The Density Matrix in Your Brainwaves
What a borrowed mathematical formalism reveals about inference under bounded computational precision
The headline, in three lines.
- A pre-specified confirmatory test on the textbook frontal theta/beta-ratio biomarker failed FDR correction at \(N = 28\) paediatric resting-state EEG, Indonesia.
- An exploratory density-matrix feature space, built directly from the multichannel analytic signal, reached mean balanced accuracy 0.657 and ROC AUC 0.780 under matched 10-fold × 10 cross-validation; the best classical-QEEG classifier on the same children reached 0.618 / 0.615.
- Single-cohort pilot.

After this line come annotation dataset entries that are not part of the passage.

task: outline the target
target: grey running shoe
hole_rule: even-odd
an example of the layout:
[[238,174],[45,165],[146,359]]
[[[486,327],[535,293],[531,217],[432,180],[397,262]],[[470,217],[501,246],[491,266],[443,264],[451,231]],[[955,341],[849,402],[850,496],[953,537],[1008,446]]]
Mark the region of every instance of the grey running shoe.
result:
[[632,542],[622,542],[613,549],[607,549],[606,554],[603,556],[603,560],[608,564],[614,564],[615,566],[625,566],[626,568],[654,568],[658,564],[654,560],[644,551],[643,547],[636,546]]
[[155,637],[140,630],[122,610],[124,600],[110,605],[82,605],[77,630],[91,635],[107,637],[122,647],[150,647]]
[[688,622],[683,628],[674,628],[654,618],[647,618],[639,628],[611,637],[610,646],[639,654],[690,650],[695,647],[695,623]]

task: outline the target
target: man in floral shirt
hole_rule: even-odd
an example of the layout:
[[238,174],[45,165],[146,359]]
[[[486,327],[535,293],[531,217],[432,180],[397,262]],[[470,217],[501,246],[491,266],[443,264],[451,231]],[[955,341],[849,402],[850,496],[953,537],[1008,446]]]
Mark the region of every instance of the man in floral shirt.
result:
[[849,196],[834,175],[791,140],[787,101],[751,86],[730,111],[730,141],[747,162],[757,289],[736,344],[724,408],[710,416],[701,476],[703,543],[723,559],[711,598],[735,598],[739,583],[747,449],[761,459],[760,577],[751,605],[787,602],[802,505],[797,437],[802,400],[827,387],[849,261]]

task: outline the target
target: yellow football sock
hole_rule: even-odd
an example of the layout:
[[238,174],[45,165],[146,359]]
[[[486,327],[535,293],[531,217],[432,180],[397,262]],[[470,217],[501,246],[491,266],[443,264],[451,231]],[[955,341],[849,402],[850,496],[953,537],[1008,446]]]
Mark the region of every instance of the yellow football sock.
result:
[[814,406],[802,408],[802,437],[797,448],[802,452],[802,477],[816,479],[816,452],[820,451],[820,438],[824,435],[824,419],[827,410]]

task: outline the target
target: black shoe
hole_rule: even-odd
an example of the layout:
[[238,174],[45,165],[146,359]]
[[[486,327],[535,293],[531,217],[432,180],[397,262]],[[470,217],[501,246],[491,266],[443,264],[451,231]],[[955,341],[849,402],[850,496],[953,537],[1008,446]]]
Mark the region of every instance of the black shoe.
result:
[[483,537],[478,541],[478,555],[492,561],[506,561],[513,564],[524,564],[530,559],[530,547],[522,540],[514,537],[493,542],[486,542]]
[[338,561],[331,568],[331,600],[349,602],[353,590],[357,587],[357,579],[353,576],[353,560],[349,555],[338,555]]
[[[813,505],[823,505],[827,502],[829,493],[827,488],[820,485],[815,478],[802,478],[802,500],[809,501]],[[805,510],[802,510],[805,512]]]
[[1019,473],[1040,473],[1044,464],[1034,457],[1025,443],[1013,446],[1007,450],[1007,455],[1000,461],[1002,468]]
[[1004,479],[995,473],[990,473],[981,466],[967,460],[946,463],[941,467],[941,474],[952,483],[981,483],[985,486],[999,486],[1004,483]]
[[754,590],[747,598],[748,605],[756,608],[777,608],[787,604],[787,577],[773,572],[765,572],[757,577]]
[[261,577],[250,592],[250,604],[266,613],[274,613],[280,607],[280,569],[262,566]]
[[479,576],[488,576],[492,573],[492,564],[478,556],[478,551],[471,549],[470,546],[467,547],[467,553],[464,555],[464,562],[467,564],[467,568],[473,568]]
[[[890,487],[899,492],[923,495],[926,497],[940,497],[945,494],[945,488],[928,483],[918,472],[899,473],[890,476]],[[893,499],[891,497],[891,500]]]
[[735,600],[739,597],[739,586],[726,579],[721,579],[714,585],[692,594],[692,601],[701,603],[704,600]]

Replication queued on the OpenNeuro ds004284 paediatric cohort. The full AUC comparison sits at Figure 5.
In an Indonesian primary school, a child sits in front of a laptop with fifteen wet electrodes on her scalp. She closes her eyes during a resting-state recording. Somewhere on the recording laptop, a Python script is logging her EEG at 250 Hz. Another twenty-seven children, ages six to twelve, contributed to the same dataset.
The data she produced has been analysed under the same protocol that defines paediatric-EEG biomarker work. The pre-specified confirmatory test on her cohort, between the textbook frontal theta/beta ratio and an executive-function score, did not survive correction.
The literature is not wrong. Four decades of replication established that the ratio carries real signal. What the same four decades also did was collapse a rich multidimensional signal into a single ratio, and then teach the field that the ratio was the signal. It is not. The ratio is one projection of a much larger object, and the rest of that object carries information the textbook menu has been systematically discarding.
The methodological move that recovered the signal comes from a corner of physics where a system in a mixed state is described by a matrix that retains everything you can know about it, including the parts a power spectrum would average over. Section 3 builds that matrix directly from the EEG, with no quantum hardware in the loop, and uses its entries as features.
What follows is twelve minutes of the pilot: the textbook biomarker, the hypothesis-test failure, the methodological move that recovered the signal, and a like-for-like comparison on the same twenty-eight children. The result is exploratory, on a single cohort, and points in a direction worth replicating.
Figure 0. A 4-second loop showing fifteen 10-20-system electrodes appearing on a child’s scalp during the impedance check. Cohort: N = 28 children, ages 6-12, recorded at Islamic Green School, Indonesia. Pipeline: HAPPE → ICA → average reference. Sampling rate 250 Hz.